Interpreting the Benefit and Risk Data in Between-Drug Comparisons: Illustration of the Challenges Using the Example of Mefenamic Acid versus Ibuprofen
Round 1
Reviewer 1 Report
Very interesting article
Author Response
We would like to thank reviewer #1 for reviewing our article and for his/her kind feedback. No change was requested by reviewer #1.
Reviewer 2 Report
Comments for author File: Comments.docx
Author Response
We would like to thank reviewer #2 for reviewing our article and for providing helpful comments. The idea of providing a risk assessment table to the readers is very important. Given the general conclusion of our article that an evidence-based recommendation on the choice between the drugs ibuprofen and mefenamic acid is not possible, we have opted for a step-by-step list of considerations that can guide clinicians when choosing an NSAID. This list has now been included as section 6, "Summary of considerations" and has a tabular format with steps 1 to 7 (Indication to be treated - Special populations - Patient age - Comorbidities - Concomitant medications - Side effects - Other considerations) and includes comments on ibuprofen and mefenamic acid and, where appropriate, NSAIDs in general.
We have also extended our section on drug-drug interactions with a focus on the elderly patient, where this issue is most relevant. We have also made reference to the most recent (2019) guidelines of the American Geriatrics Society that focusses on potentially inappropriate medications in the elderly population.
We are uploading the track-changes version of the revised article for your reference. With best wishes, André Farkouh on behalf of the authors.
Author Response File: Author Response.docx
Round 2
Reviewer 2 Report
The authors have addressed my comments.

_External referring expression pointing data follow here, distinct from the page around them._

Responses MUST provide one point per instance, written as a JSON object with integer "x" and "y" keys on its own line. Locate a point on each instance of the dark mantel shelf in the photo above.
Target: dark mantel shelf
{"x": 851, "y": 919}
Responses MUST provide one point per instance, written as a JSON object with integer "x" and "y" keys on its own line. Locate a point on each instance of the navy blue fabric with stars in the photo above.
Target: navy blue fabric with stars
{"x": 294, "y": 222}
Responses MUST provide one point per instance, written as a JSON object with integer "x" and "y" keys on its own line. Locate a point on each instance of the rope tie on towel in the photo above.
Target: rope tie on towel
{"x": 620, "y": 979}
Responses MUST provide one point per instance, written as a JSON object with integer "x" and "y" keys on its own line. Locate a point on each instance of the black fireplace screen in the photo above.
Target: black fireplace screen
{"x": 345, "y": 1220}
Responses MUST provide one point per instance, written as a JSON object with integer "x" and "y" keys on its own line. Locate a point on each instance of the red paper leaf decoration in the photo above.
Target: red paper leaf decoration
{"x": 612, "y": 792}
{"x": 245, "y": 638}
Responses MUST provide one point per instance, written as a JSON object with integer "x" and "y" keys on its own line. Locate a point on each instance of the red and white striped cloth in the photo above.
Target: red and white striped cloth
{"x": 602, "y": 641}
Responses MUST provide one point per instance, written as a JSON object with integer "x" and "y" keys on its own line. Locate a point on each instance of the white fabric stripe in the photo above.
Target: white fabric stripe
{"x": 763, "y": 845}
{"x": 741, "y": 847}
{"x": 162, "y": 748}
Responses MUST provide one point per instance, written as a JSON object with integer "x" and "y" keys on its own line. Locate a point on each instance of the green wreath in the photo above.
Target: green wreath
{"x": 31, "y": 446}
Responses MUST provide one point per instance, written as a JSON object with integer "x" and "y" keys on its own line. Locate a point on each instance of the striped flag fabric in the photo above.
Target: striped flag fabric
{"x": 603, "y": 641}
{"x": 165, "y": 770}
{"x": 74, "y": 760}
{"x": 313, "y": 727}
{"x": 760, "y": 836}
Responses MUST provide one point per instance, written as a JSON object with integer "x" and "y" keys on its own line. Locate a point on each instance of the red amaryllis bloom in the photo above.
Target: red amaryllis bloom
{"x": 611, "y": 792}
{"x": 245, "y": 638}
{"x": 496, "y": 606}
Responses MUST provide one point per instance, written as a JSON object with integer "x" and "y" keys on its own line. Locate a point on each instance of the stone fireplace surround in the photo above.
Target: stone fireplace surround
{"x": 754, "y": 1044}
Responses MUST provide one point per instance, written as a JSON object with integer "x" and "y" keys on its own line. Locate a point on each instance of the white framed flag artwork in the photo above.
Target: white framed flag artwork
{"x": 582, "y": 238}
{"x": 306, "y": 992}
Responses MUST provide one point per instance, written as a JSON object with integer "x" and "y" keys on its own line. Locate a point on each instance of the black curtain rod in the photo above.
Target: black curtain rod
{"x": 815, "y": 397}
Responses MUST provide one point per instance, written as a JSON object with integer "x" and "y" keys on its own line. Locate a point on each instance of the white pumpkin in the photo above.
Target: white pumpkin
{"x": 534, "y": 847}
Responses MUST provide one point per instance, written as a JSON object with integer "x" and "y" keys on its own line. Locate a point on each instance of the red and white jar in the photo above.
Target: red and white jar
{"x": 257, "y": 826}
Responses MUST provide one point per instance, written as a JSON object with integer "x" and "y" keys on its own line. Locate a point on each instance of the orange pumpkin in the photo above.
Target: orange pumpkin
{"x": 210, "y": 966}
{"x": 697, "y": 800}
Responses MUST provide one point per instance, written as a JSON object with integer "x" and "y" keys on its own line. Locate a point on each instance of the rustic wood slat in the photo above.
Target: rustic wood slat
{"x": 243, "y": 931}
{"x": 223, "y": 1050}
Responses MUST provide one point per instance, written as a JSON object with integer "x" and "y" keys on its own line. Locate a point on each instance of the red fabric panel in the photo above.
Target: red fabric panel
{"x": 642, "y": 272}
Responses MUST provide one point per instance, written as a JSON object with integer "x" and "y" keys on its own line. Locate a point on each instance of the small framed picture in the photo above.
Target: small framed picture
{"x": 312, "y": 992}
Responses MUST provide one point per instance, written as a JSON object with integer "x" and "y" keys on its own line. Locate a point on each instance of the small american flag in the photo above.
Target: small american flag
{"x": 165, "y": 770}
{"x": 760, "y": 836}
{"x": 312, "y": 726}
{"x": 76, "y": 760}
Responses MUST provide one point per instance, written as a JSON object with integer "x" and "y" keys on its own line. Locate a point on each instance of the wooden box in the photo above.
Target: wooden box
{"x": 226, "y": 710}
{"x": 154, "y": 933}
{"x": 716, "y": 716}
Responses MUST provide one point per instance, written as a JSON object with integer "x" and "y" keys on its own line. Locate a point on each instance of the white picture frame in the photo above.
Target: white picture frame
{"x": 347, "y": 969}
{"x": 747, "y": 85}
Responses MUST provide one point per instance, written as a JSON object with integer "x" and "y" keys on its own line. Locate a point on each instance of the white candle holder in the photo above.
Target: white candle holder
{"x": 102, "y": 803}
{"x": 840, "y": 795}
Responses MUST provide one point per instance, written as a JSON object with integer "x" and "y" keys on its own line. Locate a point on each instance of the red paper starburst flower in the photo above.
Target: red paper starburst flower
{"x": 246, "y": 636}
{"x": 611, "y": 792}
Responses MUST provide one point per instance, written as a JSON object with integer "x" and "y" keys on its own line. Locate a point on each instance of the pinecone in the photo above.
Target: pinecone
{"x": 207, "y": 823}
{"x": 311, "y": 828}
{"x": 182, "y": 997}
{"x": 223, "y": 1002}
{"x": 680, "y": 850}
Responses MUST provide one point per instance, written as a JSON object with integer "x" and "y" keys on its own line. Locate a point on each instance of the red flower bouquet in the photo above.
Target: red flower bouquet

One minor typo correction in line 422: "and the thus" could be "and thus this". Besides that, I recommend to accept it.
Author Response
Thank you very much for your considerate review. We have now changed "and the thus" to "and there thus", so the full sentence now reads as follows: "Additionally, the number of concomitant medications increases with age and there thus is a risk of drug-drug interactions that can easily become complex and even unpredictable."
We have also corrected another minor typo and added "for NSAIDs" to the first step in the guiding Table 3 to show that the issue of country- and formulation-specific labels is not only an issue for ibuprofen and mefenamic acid but NSAIDs in general. Especially the older drugs have been approved in Europe on a country level and not through the EMA and generic formulations often do not seek the full spectrum of indications that the original drug has.
Thank you once again for your efforts and helpful comments!